AA. VV. – The Men From O.R.G.A.N. (S.H.A.D.O.)

Eleganza e coerenza sono doti della S.H.A.D.O. che non si discutono, e chi ama abbandonarsi alle frivolezze amarcord dell’estetica vintage sa che dentro al suo catalogo può trovarsi piacevolmente a proprio agio.

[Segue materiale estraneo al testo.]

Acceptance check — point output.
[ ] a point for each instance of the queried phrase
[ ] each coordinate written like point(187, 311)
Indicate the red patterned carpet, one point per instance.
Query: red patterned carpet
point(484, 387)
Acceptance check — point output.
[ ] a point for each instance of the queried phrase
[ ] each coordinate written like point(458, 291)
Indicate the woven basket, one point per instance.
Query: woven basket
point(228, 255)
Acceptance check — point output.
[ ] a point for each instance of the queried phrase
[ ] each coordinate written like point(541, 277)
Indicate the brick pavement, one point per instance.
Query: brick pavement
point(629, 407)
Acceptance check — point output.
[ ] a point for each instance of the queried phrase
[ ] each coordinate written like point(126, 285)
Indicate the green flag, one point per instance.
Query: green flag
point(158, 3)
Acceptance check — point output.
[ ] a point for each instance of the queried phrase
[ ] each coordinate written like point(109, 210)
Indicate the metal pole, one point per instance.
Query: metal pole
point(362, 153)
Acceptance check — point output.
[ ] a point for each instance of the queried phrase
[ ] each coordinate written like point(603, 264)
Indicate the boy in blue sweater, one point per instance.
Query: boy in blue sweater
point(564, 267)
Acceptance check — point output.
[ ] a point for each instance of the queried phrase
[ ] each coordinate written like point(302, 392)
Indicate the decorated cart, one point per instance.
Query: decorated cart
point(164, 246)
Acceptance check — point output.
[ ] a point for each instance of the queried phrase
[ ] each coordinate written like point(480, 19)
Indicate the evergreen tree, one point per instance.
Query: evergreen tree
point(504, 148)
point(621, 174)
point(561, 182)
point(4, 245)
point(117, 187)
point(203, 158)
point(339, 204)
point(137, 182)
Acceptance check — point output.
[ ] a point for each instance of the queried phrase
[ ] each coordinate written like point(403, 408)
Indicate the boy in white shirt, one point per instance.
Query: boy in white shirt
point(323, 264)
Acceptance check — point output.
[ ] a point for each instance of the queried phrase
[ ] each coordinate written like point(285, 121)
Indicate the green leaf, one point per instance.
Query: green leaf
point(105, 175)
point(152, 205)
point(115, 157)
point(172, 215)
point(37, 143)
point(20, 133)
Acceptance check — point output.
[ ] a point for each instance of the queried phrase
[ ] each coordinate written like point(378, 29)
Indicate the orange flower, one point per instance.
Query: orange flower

Sicché anche questo nuovo lavoro non tradisce quanto promette, ovvero una full-immersion nella riscoperta della tecnologia analogica applicata stavolta ai tasti d’ ottone che, più che portarci indietro nel tempo, ci fa penzolare beatamente in una sorta di atemporalità fuori da ogni dimensione che non sia quella del puro piacere auricolare nell’esporsi a questa overdose di soffi Hammond, Vox, Farfisa, e Casio piegati al gioco di questi quadri di pop-art onirica e spumosa dai toni languidi e dilatati (con poche eccezioni: L’Argumentation con un Vox saltellante che pare uscito fuori da qualche inedita jam dei Doors, la discomusic da Via Veneto dei Papas Fritas, il rivolo minimal-disco di Gonzales, la divertente marcetta dei Sukia, NdLYS) che, quasi a voler sfidare le pieghe del tempo, ripesca pure dal passato perle di sonorizzazione di Nino Ropicavoli, Berto Pisano (scomparso, scherzi del destino, giusto due mesi prima dell’uscita di questo disco che ne sigilla il ricordo) e Martin Rev in un esperimento propedeutico al suo ormai prossimo “Suicidio”.

Bravissimi lì alla S.H.A.D.O., a fotografare i graffi e i graffiti di un’epoca che ha il suo fascino immortale.